When I put the talk together, I'd been focusing on the idea of ekphrasis, the art of writing about images. I would start with famous poems like Keat's "Ode on a Grecian Urn," William Carlos Williams' "Landscape with the Fall of Icarus," W. H. Auden's "Musee des Beaux Arts," and Patricia Hampl's "Woman Before an Aquarium." I would also show music videos to reinforce the possibility of ekphrasis extending into other forms, such as visualizing a poem or a song lyric. I located the German lyrics to "Tanz" and found a translation, and it inspired me to try writing my own poem about the "Strumpfhosentanz" video. Google Translate tells me "Strumpfhosentanz" in English would be "Pantyhose Dance." I think I'll stick with the German title. This is my ekphrastic poem:

 

Strumpfhosentanz: An Ekphrasis

 

Strumpfhosentanz,
schwarz und weiss.

How elusive the illusion
when made so vital—
and by now viral—
as if strobe lights
had come to life,
become Rockettes
for polka-rock.

 

Was ist gut für den Korper,
für die Seele, für den Geist?
the singer asks.

Der Tanz!
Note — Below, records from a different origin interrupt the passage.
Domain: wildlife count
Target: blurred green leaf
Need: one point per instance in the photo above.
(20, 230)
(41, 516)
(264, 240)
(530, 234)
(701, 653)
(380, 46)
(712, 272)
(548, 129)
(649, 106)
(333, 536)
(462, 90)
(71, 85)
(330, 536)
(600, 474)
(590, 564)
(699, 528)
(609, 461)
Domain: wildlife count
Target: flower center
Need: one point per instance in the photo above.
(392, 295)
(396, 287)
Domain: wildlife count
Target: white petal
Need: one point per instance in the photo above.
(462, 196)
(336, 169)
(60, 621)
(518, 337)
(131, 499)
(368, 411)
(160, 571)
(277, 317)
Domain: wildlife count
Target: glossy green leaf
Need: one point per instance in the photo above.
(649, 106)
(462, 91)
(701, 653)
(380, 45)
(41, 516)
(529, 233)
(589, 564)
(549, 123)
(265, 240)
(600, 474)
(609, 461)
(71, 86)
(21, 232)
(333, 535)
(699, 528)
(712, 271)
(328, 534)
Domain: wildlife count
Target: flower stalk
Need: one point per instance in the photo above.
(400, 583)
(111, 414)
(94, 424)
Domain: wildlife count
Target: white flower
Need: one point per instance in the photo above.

The dance!

Shifting focus without
the blink of an eye,
repeatedly startled
by what I comprehend
that is at the same time
what cannot happen—
and happens,

as if, in Hill's cartoon,
the old woman suddenly
smiles while the young woman
turns ever so slightly,
as if Rubin's vase becoming
the faces becoming the vase again
were somehow animated.

 

My allusions elude me,
my optical ekphrasis
mere delusion.

Strumpfhosen auf schwarz und Weiss
tops and bottoms don't align
within the chorus line.
"Hebe deine Beine"
and their legs lift
and what cannot happen
happens.

Strumpfhozentanz auf
Schwarz und Weiss.

How elusive the illusion;
my ekphrasis applauds delusion.

 

This is something I've only done once, to this song and this video. I think this is the way ekphrasis works—something in what you see sets off something within you and you give voice to it somehow, in a poem, a song, an essay. If you watch the video linked to the image and listen to the song, I hope you'll sense the way they inspired my response. They may even inspire a response from you.